2.4. Labeling rat brain tissue sections and protoplasts using photoaffinity probes

Frozen sections of the rat hippocampus were kindly provided by Professor Xiao-Dong Li of Wuhan University. The frozen sections were incubated with 1 μM probeR or probeC in phosphate-buffered saline (PBS) for 30 min at 37 °C and then irradiated under an ultraviolet (UV) lamp (365 nm) for 15 min at room temperature (RT). After two washes with PBS, the sections were observed under an Olympus FV1000 microscope at RT.The collected pollen and mesophyll protoplasts were incubated with 1 μM of the same probes in the basic solution (protoplast isolation medium without the enzyme) for 1 h at 25 °C, in darkness. Then, they were irradiated by UV (365 nm) for 10 min at RT. After two washes with the basic solution, the protoplasts were observed under a microscope at RT.

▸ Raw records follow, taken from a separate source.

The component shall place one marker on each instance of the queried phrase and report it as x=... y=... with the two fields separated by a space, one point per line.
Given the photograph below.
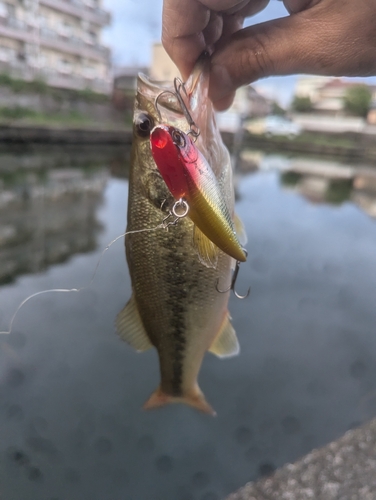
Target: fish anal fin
x=225 y=344
x=130 y=328
x=206 y=250
x=240 y=230
x=193 y=398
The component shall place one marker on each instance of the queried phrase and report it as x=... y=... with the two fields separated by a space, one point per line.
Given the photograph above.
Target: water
x=71 y=424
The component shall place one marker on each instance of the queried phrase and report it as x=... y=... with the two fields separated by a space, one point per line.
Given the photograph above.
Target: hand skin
x=321 y=37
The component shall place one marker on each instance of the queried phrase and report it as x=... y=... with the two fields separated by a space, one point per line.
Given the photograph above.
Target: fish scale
x=175 y=306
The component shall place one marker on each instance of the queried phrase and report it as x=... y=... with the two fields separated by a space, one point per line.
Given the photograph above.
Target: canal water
x=71 y=423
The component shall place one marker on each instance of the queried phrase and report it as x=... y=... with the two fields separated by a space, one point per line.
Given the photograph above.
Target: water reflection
x=46 y=217
x=71 y=424
x=332 y=183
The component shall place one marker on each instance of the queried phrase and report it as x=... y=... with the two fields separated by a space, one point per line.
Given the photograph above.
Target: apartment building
x=58 y=40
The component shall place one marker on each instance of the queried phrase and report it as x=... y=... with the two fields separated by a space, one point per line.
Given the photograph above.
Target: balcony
x=12 y=27
x=73 y=45
x=77 y=8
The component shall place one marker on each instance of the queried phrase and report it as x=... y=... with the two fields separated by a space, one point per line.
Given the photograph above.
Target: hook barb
x=233 y=281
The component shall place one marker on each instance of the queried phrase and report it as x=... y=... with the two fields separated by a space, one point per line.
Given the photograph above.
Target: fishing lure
x=189 y=177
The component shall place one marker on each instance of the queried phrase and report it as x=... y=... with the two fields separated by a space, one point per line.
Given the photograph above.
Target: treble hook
x=194 y=131
x=175 y=212
x=178 y=85
x=156 y=101
x=233 y=281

2.5. Determination of total protein content

First, 10-40 g of fresh Arabidopsis tissues (including leaf and flower tissue) were ground into a powder and transferred into an 10-mL tube containing ice-cooled protein extraction buffer (10 mM MES, 100 mM MgCl2, 2 mM EGTA, 2 mM 1,4-dithiothreitol, 1 mM phenylmethylsulfonyl fluoride, 0.5% (v/v) Triton X-100 and 1× protein inhibitor cocktail [Complete™; Roche]). The sample was extracted for 3 h on ice, and then the homogenate was centrifuged for 15 min at 15,000 × g. The supernatant was transferred into a new tube and centrifuged again at 100,000 × g for 30 min. Finally, the supernatant was collected, and the extract was condensed using Amicon Ultra filters (Millipore). The protein concentration of the condensed extract was determined using a Bio-Rad Protein Assay Kit based on the Bradford method. To maintain the native protein form throughout the experiment, the protein extracts were kept at 0-4 °C and no ionic detergents were added.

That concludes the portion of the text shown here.